Gender - Part 22

posted by usha on 2006/09/08 10:00

[ Gender ]

Die Lektüre des Karrierestandards erheitert mich ab und an immer noch.

Dies weniger, weil er von exzellenten Jobangeboten für Akademikerinnen nur so strotzen würde - es braucht wohl kaum gesagt zu werden, dass das Gegenteil der Fall ist -, sondern weil in allergrößter Ernsthaftigkeit die "Businessregeln" von vorvorgestern präsentiert werden.

So gibt Heidi Aichinger in ihrem Artikel vom 12./13. August in der Rubrik "Karriereratgeber" wohlwollende Tipps v.a. an Frauen. Dresscodes sollen "verborgene Botschaften senden, laut Titel. Grundsätzlich kann man dem ja zustimmen, auch wenn, wer versucht diese Codes genau zu übersetzen, sich lediglich eine Fantasiewelt aufbaut, jedoch ganz sicher nicht den Kern - welchen auch? - trifft.

Es kommt im Verlauf der harmlos beginnenden Erklärung zu Kleidung und Botschaft jedoch dicke: Den Autorinnen ist wahrscheinlich nicht bewusst, dass sie eine "Kultur des Ressentiments" (Nietzsche) beschreiben, wenn in aller Ernsthaftigkeit unter einem Topic 'beauty matters' konstatiert wird:

Zudem rät er zur Vorselektion von Bewerbungen durch nicht direkt von einer Einstellung betroffene Personen.
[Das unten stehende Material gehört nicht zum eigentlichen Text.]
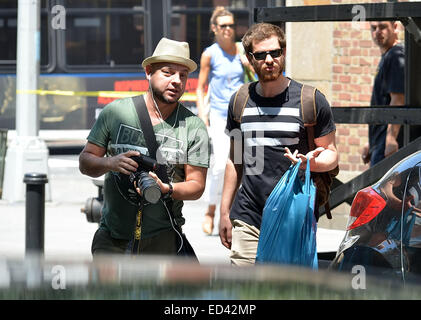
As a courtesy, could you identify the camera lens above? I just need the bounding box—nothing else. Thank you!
[138,172,161,204]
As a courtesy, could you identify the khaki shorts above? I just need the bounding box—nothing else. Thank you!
[230,219,260,266]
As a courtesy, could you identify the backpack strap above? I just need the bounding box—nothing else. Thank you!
[233,82,251,123]
[301,84,317,150]
[301,84,332,219]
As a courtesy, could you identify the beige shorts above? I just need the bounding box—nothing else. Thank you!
[230,219,260,266]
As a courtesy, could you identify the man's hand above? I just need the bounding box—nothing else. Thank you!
[361,142,371,164]
[284,147,325,170]
[219,214,232,249]
[108,150,140,175]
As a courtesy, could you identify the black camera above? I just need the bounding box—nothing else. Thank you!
[129,155,162,204]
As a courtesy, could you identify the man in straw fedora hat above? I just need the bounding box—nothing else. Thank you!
[79,38,209,256]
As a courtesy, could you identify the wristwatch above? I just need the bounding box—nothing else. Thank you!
[164,182,174,199]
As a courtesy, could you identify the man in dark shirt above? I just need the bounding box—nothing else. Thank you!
[219,23,338,266]
[362,21,405,166]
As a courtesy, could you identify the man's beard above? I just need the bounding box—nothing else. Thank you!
[254,60,284,82]
[150,84,178,104]
[256,69,282,82]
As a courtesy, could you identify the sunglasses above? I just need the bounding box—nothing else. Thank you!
[217,24,235,29]
[249,48,283,60]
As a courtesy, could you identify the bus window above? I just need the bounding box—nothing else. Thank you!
[64,0,145,69]
[0,0,50,72]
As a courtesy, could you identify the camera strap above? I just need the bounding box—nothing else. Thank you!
[132,96,181,232]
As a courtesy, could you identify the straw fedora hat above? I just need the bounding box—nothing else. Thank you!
[142,38,197,72]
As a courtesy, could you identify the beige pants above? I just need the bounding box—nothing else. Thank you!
[230,219,260,266]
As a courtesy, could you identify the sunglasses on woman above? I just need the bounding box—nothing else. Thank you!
[249,48,282,60]
[217,24,235,29]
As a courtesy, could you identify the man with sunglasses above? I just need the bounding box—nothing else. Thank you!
[219,23,338,266]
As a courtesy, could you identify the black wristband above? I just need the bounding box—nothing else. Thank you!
[164,182,174,199]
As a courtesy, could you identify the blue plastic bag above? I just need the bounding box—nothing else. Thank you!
[256,160,318,269]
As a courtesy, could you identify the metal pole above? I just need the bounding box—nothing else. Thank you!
[23,173,48,255]
[3,0,48,202]
[16,0,41,136]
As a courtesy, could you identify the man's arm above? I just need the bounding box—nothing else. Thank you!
[285,130,338,172]
[384,92,405,157]
[219,139,243,249]
[79,142,139,178]
[147,164,208,200]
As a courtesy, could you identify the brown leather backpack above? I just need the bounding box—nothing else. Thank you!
[233,83,339,219]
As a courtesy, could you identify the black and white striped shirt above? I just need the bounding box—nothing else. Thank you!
[227,80,336,228]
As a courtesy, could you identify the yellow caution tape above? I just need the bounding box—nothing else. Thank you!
[16,90,196,102]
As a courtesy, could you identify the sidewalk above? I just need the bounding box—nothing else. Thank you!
[0,156,344,264]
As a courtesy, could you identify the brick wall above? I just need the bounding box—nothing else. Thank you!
[331,0,403,172]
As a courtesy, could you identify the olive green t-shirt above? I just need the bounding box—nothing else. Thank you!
[88,98,210,240]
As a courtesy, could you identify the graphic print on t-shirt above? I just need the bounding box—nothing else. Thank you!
[110,124,186,163]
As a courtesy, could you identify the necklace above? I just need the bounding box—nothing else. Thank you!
[152,94,180,146]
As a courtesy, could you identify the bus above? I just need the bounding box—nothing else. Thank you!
[0,0,285,138]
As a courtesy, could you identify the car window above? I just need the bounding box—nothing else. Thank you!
[404,163,421,248]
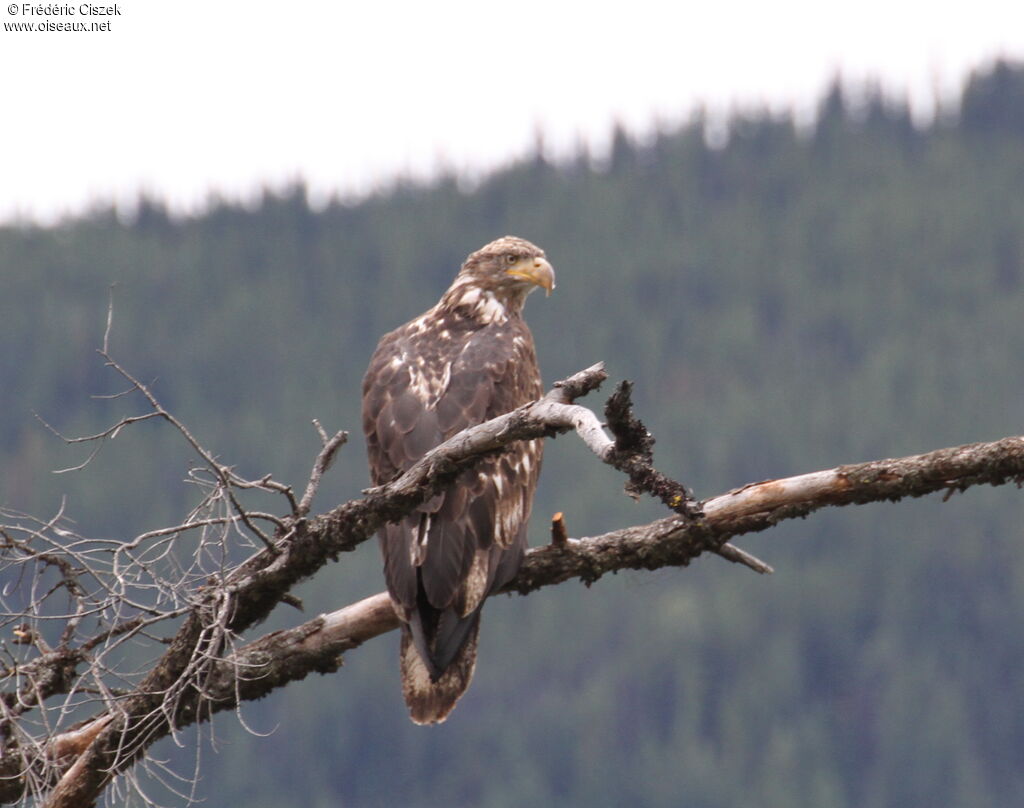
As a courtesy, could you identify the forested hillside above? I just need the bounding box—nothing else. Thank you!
[0,63,1024,808]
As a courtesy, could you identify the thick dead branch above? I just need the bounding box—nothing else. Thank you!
[18,428,1024,805]
[8,354,1024,808]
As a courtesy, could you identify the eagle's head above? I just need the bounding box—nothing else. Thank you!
[444,236,555,321]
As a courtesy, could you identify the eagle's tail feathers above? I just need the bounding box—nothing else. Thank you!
[401,612,480,724]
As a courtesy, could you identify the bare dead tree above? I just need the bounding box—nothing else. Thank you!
[0,320,1024,808]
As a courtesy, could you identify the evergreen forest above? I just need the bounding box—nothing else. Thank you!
[0,61,1024,808]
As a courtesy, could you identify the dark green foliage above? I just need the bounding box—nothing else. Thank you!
[6,65,1024,808]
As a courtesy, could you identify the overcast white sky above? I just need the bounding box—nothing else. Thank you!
[0,0,1024,220]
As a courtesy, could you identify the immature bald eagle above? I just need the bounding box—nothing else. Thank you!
[362,236,555,724]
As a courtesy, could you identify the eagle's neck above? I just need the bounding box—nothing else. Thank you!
[439,275,525,325]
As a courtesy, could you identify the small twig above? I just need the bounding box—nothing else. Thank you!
[551,511,569,547]
[295,418,348,519]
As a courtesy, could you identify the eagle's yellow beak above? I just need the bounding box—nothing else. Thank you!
[505,258,555,295]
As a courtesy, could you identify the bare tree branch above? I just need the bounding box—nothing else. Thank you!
[0,348,1024,808]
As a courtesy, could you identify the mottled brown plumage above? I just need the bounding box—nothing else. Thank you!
[362,236,554,724]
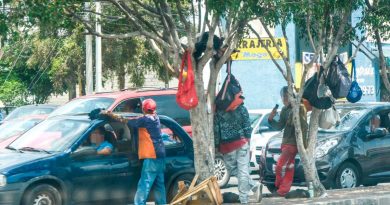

Kandidaten können aus dem Auswahlprozess ausgeschieden werden, weil diese "zu gut" oder "zu schön", also direkte und starke Konkurrenten sein könnten, so Pichler.
Wer gut aussieht kann also per se nicht (professionell) gut sein, gerade weil - v.a. - sie bis dato immer auf Grund dieser reinen Oberfläche bevorzugt wurde.

Leider liegt hier nicht im Geringsten eine intelligente Sophisterei vor, die mit ähnlichen logischen Spielereien, bei denen Wesentliches übersprungen wird, die gesamte Philosphie der "inneren Werte" oder des 'beauty matters' ad absurdum führen würde. In vollem Ernst schließt der Artikel mit Entesexualisierungsempfehlungen für Frauen (von einer Frau): Locken müssen abgeschnitten oder ausgefönt werden; Dekolte, Hintern, Beine müssen bedeckt sein, denn die Weltordnung macht "von Natur aus" die Frau zur Beute, die vom wilden Mann (= Vorgesetzten) angesprungen wird; auffällige Schminke ist erst nach den Wechseljahren erlaubt als Vorgabe des Noch-Beute-Seins, was dann plötzlich zum Zeichen der Macht wird, etc.pp.

Das Ganze wird dann als "statusgemäß" geschönt, so dass möglichst niemand merkt, dass hier nichts anderes als Diskriminierung vorliegt, die sich der ältesten und machistischsten Denkmodelle über Sex und Gender bedient, die ich mir vorstellen kann.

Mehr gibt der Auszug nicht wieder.